As always, we are left with questions:
In the midst of this kind of world, what can we possibly do?
In the midst of my weakness, can I feel the Spirit-wind?
In the midst of grief and loss, can I feel the Spirit-wind?
In the midst of illness and pain, can I feel the Spirit-wind?
The answer is “YES!”
Pentecost can come upon us in the darkest of times, in the most impossible of circumstances . . . when only the wind and the fire of God’s Spirit could begin to pull off the miracle of new life. The Prophet Haggai would say to us: “Take courage! For I am with you. My Spirit abides among you.”
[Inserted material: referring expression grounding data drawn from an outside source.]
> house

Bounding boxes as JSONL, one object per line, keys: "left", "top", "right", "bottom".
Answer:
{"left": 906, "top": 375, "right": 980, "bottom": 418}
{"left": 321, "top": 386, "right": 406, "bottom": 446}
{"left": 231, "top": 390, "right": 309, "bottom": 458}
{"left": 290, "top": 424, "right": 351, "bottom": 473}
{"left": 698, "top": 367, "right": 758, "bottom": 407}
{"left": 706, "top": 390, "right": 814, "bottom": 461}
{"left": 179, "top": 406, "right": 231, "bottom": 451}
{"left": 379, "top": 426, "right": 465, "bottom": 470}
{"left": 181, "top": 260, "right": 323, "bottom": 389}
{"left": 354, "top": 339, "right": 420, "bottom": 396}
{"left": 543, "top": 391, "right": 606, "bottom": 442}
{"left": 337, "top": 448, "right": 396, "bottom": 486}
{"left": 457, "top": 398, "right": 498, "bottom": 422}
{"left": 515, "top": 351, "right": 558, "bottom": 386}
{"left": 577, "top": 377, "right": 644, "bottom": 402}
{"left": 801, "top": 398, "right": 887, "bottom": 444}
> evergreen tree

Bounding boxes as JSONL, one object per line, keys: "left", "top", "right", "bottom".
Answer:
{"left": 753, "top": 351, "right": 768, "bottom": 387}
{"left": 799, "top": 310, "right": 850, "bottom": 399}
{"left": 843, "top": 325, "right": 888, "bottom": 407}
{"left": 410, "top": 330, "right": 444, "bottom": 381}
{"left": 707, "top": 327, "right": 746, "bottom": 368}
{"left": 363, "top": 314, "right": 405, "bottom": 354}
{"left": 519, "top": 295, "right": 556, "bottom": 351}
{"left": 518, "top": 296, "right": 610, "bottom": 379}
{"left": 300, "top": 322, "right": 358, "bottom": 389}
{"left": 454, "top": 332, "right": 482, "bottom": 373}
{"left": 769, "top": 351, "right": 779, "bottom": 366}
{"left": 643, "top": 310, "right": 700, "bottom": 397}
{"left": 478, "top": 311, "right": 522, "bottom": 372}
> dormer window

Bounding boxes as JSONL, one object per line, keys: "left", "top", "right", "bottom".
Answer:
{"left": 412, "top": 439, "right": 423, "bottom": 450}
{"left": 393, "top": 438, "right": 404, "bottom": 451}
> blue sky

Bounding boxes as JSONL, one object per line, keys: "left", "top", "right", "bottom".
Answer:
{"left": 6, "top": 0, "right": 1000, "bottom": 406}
And so I proclaim to us this day, that if we are willing to be moved and changed by Spirit wind and fire, God’s Spirit is able to empower us. God’s Spirit is able to move us from limitedness into new life, to give us courage, to give our tired feet new strength to keep moving forward instead of giving up.
If we are willing, God’s Spirit wind is able to breathe life into us. And when our days become dreary with low-hovering clouds and our nights become darker than a thousand midnights, I hope we will remember . . .
That the Spirit of Pentecost will ignite us with a fiery passion that disturbs our complacency.
That the Spirit of Pentecost longs to baptize us again and again and again with Spirit-fire and move us with Spirit-wind.
That the Spirit of Pentecost is able to re-kindle within us the courage to proclaim the Gospel of liberation to the ends of the earth.
Take courage! The wind is ready to blow!